Gabriel Elias: Embora a política de drogas no Brasil seja compartilhada entre diversos ministérios, a Senad é quem define a política que o Ministério das Relações Exteriores conduz nos fóruns internacionais. No momento em que a reunião aconteceu, Roberto Allegretti ainda era o Secretário e ele orientou o Governo a seguir a direção que vinha conduzindo na UNGASS. Foi um posicionamento orientado pelo corpo técnico do governo ouvindo a pressão feita também pela sociedade civil. Agora, infelizmente, esse cenário está incerto. Allegretti foi exonerado na semana seguinte à reunião e há rumores de indicações conservadoras ligadas a comunidades terapêuticas. Embora Allegretti fosse um coronel da Polícia Militar e sua indicação tenha nos assustado muito, ele não estava conectado com o debate global sobre drogas. Um representante das comunidades terapêuticas na Senad, porém, faria o Brasil se alinhar ao que há de pior na conjuntura internacional da política de drogas. E isso é muito preocupante.

 

Esse grande desfalque se contrapõe a uma articulação muito melhor dos setores mais conservadores neste debate no mundo. A lógica de decisão por consenso na ONU dificulta as mudanças. Como conciliar a política do Uruguai, de regulação do comércio e da produção de maconha, com a política das Filipinas, de encarceramento e até assassinato em massa de usuários e traficantes de drogas?

 

PBPD: O formato da CND prevê eventos paralelos ao da programação oficial. São os chamados side events, organizados pelos governos e pela sociedade civil. De que maneira as organizações brasileiras se articularam nesses espaços?

Gabriel Elias: Nós já havíamos realizados outros eventos como esse no ano passado em Viena, mas essa foi a primeira vez que tomamos a decisão de fazer um evento sem o apoio do governo. Não só fizemos sem o governo, como apresentamos dois eventos e não apenas um. O primeiro deles, sobre os 10 anos da Lei de Drogas no Brasil, foi apresentado pela Conectas e contou com a participação de representantes do México e da Argentina, que contaram como a política de drogas do Brasil se relaciona com outros países da América Latina. O segundo, sobre a relação entre racismo e guerra às drogas, foi uma oportunidade de dar continuidade ao tema que já havíamos levantado no ano passado. Foi a primeira vez que a CND discutiu a relação entre racismo e política de drogas em toda sua história. Neste ano aproveitamos a oportunidade para apresentar um vídeo denunciando as mudanças feitas na política de drogas da cidade de São Paulo, especialmente para a região conhecida como Cracolândia.

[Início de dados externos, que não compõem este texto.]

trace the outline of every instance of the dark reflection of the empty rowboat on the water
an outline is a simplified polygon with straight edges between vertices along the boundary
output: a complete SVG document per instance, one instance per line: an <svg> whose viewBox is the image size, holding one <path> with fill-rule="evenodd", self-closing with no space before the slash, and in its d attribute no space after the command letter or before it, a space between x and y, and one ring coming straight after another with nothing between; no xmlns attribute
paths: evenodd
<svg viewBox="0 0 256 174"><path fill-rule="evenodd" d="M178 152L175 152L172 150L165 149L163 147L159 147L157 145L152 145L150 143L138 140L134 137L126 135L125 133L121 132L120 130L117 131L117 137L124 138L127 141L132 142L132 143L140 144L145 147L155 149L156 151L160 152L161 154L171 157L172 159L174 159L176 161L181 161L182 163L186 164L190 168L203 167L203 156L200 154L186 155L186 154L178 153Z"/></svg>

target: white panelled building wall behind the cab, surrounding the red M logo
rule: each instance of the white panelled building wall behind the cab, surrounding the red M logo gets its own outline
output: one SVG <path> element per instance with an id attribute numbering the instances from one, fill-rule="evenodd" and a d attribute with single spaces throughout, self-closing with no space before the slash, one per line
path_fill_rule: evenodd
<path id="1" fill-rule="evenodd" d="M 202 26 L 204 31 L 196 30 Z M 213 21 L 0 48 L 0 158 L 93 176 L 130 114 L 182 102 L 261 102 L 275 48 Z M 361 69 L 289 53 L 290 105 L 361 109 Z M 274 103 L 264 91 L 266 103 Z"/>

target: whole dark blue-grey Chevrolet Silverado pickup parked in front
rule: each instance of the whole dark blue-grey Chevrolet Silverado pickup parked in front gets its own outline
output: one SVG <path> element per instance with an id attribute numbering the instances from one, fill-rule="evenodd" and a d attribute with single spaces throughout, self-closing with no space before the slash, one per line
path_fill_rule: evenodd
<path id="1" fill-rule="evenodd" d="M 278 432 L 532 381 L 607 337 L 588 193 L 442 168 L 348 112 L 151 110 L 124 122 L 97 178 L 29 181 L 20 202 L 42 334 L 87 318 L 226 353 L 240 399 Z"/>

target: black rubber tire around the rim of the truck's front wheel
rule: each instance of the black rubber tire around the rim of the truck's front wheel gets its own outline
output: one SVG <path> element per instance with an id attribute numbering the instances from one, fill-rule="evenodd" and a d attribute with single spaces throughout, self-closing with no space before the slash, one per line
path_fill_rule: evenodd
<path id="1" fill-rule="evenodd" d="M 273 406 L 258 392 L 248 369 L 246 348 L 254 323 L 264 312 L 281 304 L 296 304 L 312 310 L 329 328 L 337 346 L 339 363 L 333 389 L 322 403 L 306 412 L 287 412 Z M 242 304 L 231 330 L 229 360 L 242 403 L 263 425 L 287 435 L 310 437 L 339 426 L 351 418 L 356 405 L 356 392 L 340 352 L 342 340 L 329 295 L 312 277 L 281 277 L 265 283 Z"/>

Além dos eventos que realizamos, o Brasil também foi tema de outra discussão, um debate sobre a regulação do CBD no país. Neste evento, lemos uma carta assinada por oito associações de familiares e pacientes de cannabis medicinal que denunciavam a omissão do governo justamente no tema que propagandeava na reunião. O texto também criticava o fato de nenhuma associação ter sido convidada ou mesmo comunicada da realização do evento sobre maconha medicinal e demandava mudanças mais significativas e ágeis na política de regulação de cannabis para fins terapêuticos. O governo recebeu bem a crítica e se comprometeu a realizar um novo evento em Viena no ano que vem convidando as associações para apresentarem suas experiências com a regulação do CBD no Brasil.